To: cygwin AT cygwin DOT com
From: Eric Blake <ebb9 AT byu DOT net>
Subject:  Re: Can't set variables in a while loop that is passed to the rest  of the script.
Date: Fri, 15 Jan 2010 21:06:26 +0000 (UTC)
Lines: 53
Message-ID:  <loom.20100115T214642-4@post.gmane.org>
References:  <EDF49EC9787F914CA157FF6927D65A88302633AB82 AT CBMCC-X7-MBX10 DOT ad DOT cibc DOT com> <20100115194014 DOT M26660 AT ds DOT net>
Mime-Version:  1.0
Content-Type:  text/plain; charset=us-ascii
Content-Transfer-Encoding:  7bit
User-Agent: Loom/3.14 (http://gmane.org/)
Mailing-List: contact cygwin-help AT cygwin DOT com; run by ezmlm
Sender: cygwin-owner AT cygwin DOT com
Mail-Followup-To: cygwin AT cygwin DOT com

Brian Wilson <wilson <at> ds.net> writes:

> 
> The pipe is what spawns the sub shell.  In Unix the last process runs in your 
> current shell.  In Linux the first process of the pipe runs in the current 
> shell.  The difference is that when the while statement (which is run in the 
> sub shell) finishes the sub shell dies and any variable changes are lost.  In 
> Unix the variables remain in the current shell.

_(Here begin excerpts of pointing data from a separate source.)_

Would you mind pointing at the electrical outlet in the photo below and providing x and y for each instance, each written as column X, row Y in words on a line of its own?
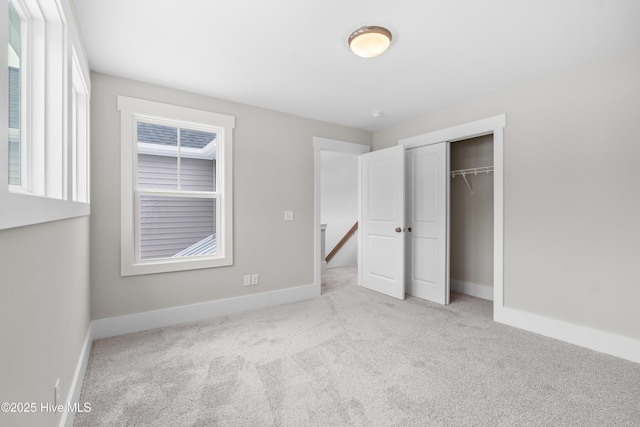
column 56, row 392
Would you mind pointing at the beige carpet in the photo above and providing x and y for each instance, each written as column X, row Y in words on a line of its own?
column 355, row 358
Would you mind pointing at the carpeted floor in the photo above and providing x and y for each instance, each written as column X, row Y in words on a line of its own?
column 355, row 358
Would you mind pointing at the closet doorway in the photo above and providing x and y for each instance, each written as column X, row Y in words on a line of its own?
column 436, row 267
column 471, row 217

Don't top-post.  Also, your terminology is incorrect.  The correct formulation 
is that:

The use of a single pipe in a shell historically created TWO subshells, one for 
each side (a pipeline with two | created three subshells, for the three 
commands, etc.).  Then some shells decided to optimize.  The most common 
optimization is that the last pipe in the pipeline is done in the current 
shell, but POSIX went one step further and said that ANY, or even ALL, of the 
pipe commands in the pipeline can be executed in the current shell.  However, I 
don't know of any shell offhand that optimizes only the first command in 
isolation, nor of any shell that attempts to optimize more than one pipe 
command per pipeline.  In other words, the optimization tends to be a question 
between last vs. none, and not between last vs. first.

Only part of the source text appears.